Saltar a contenido

Security Threat Model

Análisis de threats STRIDE-based para el MVP. Identifica 28 threats específicos del workflow engine, sus mitigations, y residual risks. Areas: auth/authz, multi-tenancy isolation, data at rest/transit, worker security, BPMN parsing attacks, supply chain. Defense in depth: TLS everywhere + RLS + audit logging + secret management. Genera ADR-023 (TLS-only), ADR-024 (RLS defense in depth), ADR-025 (audit logging mandatory).

Por qué este análisis

Workflow engines almacenan business-critical state: orders, approvals, financial transactions, customer data. Una breach es catastrofic: - Data exfiltration (customer data) - Tampering (alterar approvals) - DoS (sistema down = negocio down) - Privilege escalation (operator → admin → root)

Camunda no publica threat model formal pero implementa muchos mitigations.

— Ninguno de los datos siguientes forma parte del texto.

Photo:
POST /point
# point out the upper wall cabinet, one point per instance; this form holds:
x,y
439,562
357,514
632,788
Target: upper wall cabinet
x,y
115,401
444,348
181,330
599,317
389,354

Este análisis es para el MVP.

STRIDE framework

STRIDE = Spoofing, Tampering, Repudiation, Information Disclosure, Denial of Service, Elevation of Privilege.

Per-component analysis:

Component Spoofing Tampering Repudiation Info Disc DoS EoP
REST API
Engine - -
PostgreSQL
Workers
Modeler files - - -
Webapps UI

Threats identificados

S - Spoofing (impersonation)

T1.1: Worker impersonation via stolen API key

Threat: Attacker obtiene API key (env var leak, repo commit, log scrape) → ejecuta jobs como worker legítimo.

Mitigations: - API keys hashed in DB (bcrypt/argon2), NUNCA store plaintext - API keys con expiration (default 90 days) - API key rotation tooling (mvp-cli api-keys rotate) - Per-key audit log (which keys used, when, what jobs) - Restrict API key scopes (read-only vs read-write) - Network ACL si possible (VPN, source IP restriction)

Residual risk: Medium. Insider con DB access ve hashes (no plaintext). Active rotation reduces window.

T1.2: User impersonation via stolen JWT

Threat: JWT con long expiry stolen → attacker actúa como user.

Mitigations: - JWT expiry corta (15 min recomendado, refresh token con longer expiry) - Token revocation list (Redis or DB) - IP/User-Agent binding (detect anomalies) - Logout invalidates server-side - 2FA via IdP (Auth0/Okta provee)

Residual risk: Low si JWT expiry corta + revocation list activo.

T1.3: Webhook spoofing

Threat: Attacker envía fake webhook a POST /v2/messages/{name}/correlate para inject events maliciosos.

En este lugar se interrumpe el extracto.